Officers Fijalkowski and Allen were on airboat patrol in the Kissimmee River Marsh near Hickory Hammock when they encountered a duck hunter who taken two blue wing teal. A second duck hunter arrived on foot and had taken one teal and two mottled ducks, which exceeded the one per day limit for mottled ducks. He was issued a citation for the violation.

Officers Fijalkowski and Allen found a camp in Chandler Slough in a prohibited area. The man who had put up the camp did not have a camping permit and had an outstanding warrant with no bond. He was arrested and taken to the Okeechobee County Jail.

Pilot Simon, Officers Brodbeck, Fijalkowski, Allen, Dial, Worrell, Davis and Hausler assisted the Glades County Sheriff’s Department with a search and rescue near Indian Prairie Canal and SR 78. A subject who had been trespassing and hog hunting on private property had been missing for nearly two days. The man was picked up in a marked construction area near the private property by his wife and mother in-law. They attempted to flee to Okeechobee and were apprehended by FWC units and GCSO deputies. The three subjects were arrested for trespassing in a construction area and transported to jail by the Glades County Sheriff’s Office.

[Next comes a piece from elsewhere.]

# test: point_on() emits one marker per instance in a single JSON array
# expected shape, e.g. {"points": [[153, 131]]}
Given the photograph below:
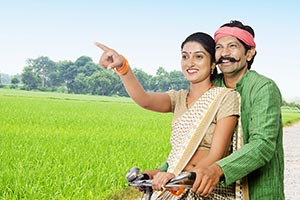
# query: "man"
{"points": [[261, 157]]}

In the morning hours of January 4th, two fishermen departed the C. Scott Driver boat ramp located on the Kissimmee River in Okeechobee, Florida. Preliminary information indicates that a brief time after their south bound departure from the boat ramp, the vessel encountered rough waters, subsequently ejecting the passenger. The operator was unable to recover his passenger due to possible engine damage and water conditions. A multi-agency search and rescue ensued over the course of approximately 6 days. The passenger was located deceased on January 10, in the Clewiston area of Lake Okeechobee. The FWC is currently investigating the incident.



Lt. McDonald and Officer Holcomb received a complaint that there was a burrowing owl stuck inside of an abandoned store and could not get out. Lt. McDonald and Officer Holcomb responded and observed the owl inside the store. An electrical worker in the area was able to allow them access into the store and they were able to successfully catch & release the owl.

Officer Delatorre responded to a call of an injured hawk in Davie. Officer Delatorre was able to successfully capture the osprey that was unable to walk or fly. The osprey was transported to the South Florida Wildlife Center for treatment.




A Field Training Officer was on water patrol recently with a new officer/trainee when they conducted a vessel stop near Sands Cut. A subject on board was actively fishing so the officer/trainee elected to conduct a fisheries inspection. The officer asked the subject if he had caught any fish but his responses were somewhat evasive, as if he didn’t want to reveal exactly what he had caught. The officer checked the subject’s live well and discovered a total of fourteen mangrove snapper, eleven of which were undersized. The officer cited the subject for possession of over-the-limit and possession of undersized snapper.


Officers Mobley, Carroll, Powell, and Alvarez were on patrol on the gulf side of Marathon and during a commercial vessel stop, discovered that the commercial craft was carrying 165 short lobsters, and three out of season and undersized hogfish. The vessel was escorted back to the dock it had launched from by the officers and once on land, another inspection was performed on the vessel and its traps. All 173 of the traps had violations with buoy numbers that resulted in more charges. At the end of the investigation the captain of the vessel and the three crewman were arrested and are charged with multiple felonies and misdemeanors. The vessel was seized and all the contraband was documented and put into evidence.



Officer Dube represented the FWC at the United States Coast Guard Auxiliary’s 51st Change of Watch Ceremony at the Pilot House Marina in Key Largo. Officer Dube was one of the special guests in attendance for the long-standing tradition of the Change of Watch.

Officers Dube and Petru along with Investigator Smith assisted FWC Staff at the Exotic Pet Amnesty Day in Collier County. The amnesty event was held at the Naples Zoo and there were numerous exotic species that were surrendered to the FWC staff. At the conclusion of the event the animals were adopted by registered applicants that were pre-approved.